We can use this information to introduce weights and biases to either the stamps themselves, or the combinations of stamps which APU scores. We can call this “Cool APU”.

While the Passport did not do a great job of gating the round from Sybils in this first attempt, it did give us excellent data to help us win the infinite game of sybil defense! This information will be used to better PREVENT sybils in the future using passport.

Learnings from future rounds in addition to FDD building new legos which detect sybil behaviors native to design partner use cases will help Passport to become a quality sybil PREVENTION tool for all of web 3.

Holistically, Sybil Resistance is an infinite & evolutionary game. It is a three legged stool requiring consistent updating of scoring and tooling. The legs of the stool include Prevention, Detection, and Reaction. Passport will soon provide both the best tool for preventative sybil defense AND an optional shared data layer for ethical observability & reproducibility of algorithmic policy decisions used in Reactive sybil defense.
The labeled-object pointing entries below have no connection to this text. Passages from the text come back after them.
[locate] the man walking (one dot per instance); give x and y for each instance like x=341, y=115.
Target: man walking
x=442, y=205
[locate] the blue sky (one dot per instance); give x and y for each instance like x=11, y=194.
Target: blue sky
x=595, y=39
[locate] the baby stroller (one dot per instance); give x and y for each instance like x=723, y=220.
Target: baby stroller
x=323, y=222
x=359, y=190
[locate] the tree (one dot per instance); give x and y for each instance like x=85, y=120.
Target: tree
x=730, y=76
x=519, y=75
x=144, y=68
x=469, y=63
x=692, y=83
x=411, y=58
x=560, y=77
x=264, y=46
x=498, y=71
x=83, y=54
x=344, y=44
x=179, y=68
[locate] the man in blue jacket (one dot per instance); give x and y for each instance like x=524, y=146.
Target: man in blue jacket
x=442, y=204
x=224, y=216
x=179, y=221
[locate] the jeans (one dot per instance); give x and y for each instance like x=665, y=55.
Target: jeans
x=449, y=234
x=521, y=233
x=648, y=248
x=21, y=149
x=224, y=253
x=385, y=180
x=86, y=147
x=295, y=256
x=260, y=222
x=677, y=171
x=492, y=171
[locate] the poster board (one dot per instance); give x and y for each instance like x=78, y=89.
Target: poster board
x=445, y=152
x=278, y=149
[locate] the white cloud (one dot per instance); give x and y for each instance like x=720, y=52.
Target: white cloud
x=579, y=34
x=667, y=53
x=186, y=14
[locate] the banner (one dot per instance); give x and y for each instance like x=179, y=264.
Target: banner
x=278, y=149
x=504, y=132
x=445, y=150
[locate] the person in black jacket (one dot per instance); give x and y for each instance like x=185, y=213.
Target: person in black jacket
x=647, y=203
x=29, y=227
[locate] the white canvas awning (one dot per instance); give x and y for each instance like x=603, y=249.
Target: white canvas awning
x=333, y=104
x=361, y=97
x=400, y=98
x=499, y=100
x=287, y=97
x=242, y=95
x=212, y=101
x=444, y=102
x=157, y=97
kishoraditya · November 10, 2022, 2:33pm

As @DisruptionJoe mentioned, apt to the point that we are learning how stamps will start gating Sybil from entering the system

Food for thought: Even if passport prevented thousands of Sybil efforts, we don’t know as they didn’t enter the system, and IMO, now estimating that would be a vanity thing for us as well GPC from the adoption front, it would somewhat turn into qualitative understanding in the later stages when the protocol sees the peak of its growth rate.
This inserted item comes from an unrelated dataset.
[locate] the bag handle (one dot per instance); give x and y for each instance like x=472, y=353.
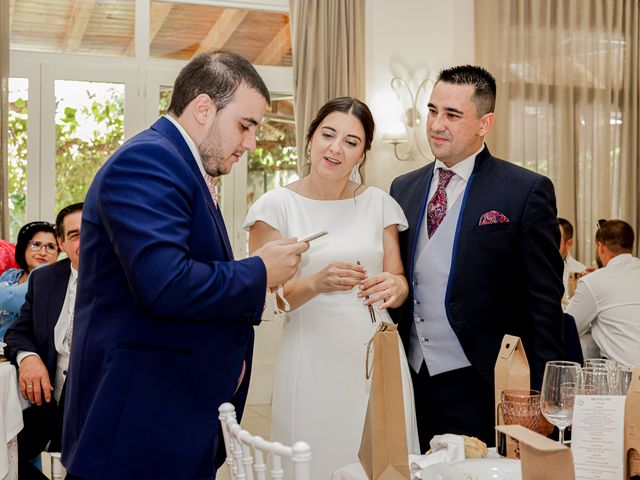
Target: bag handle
x=382, y=327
And since in a way to be inclusive towards all, giving the benefit of the doubt in a way, we are not “enforcing” passport, it is always an option to have a reputation in the system. I am thinking it this way, after 15 rounds we are getting a vague understanding of who are sybils and with stamps, we are moving towards understanding how to identify them faster and better.

ccerv1 · November 10, 2022, 4:04pm

I agree fully with this take.
To go deeper, I would say GR15 revealed two areas where more work is required to close the gap:

Product side : we’re not confident that users understood we wanted them to collect as many stamps as possible (many likely thought the objective was to collect the minimum stamps needed to achieve a 150% trust bonus). The UI needs to surface this better. There’s also some interesting design space to make stamp collecting feel fun, like Gitcoin did with QF.
Analysis side : determining which combinations of stamps offer the strong proof of personhood for a given a community. We have anecdotal evidence that certain stamps will be strong signals for certain communities (eg, GitPOAPs for OSS), but we don’t have robust data to back it up (yet).

php · November 12, 2022, 12:31am

Thank you for sharing this! I know my friend who is new to gitcoin is not used to do brightID (somewhat intimidating), or they might don’t have twitter account (non-English speaking background), new github as not tech…

I know such new account will have low weight, assuming they donate ‘normal’ will they be noobs?

Also I wonder if there are analysis on the matching pool?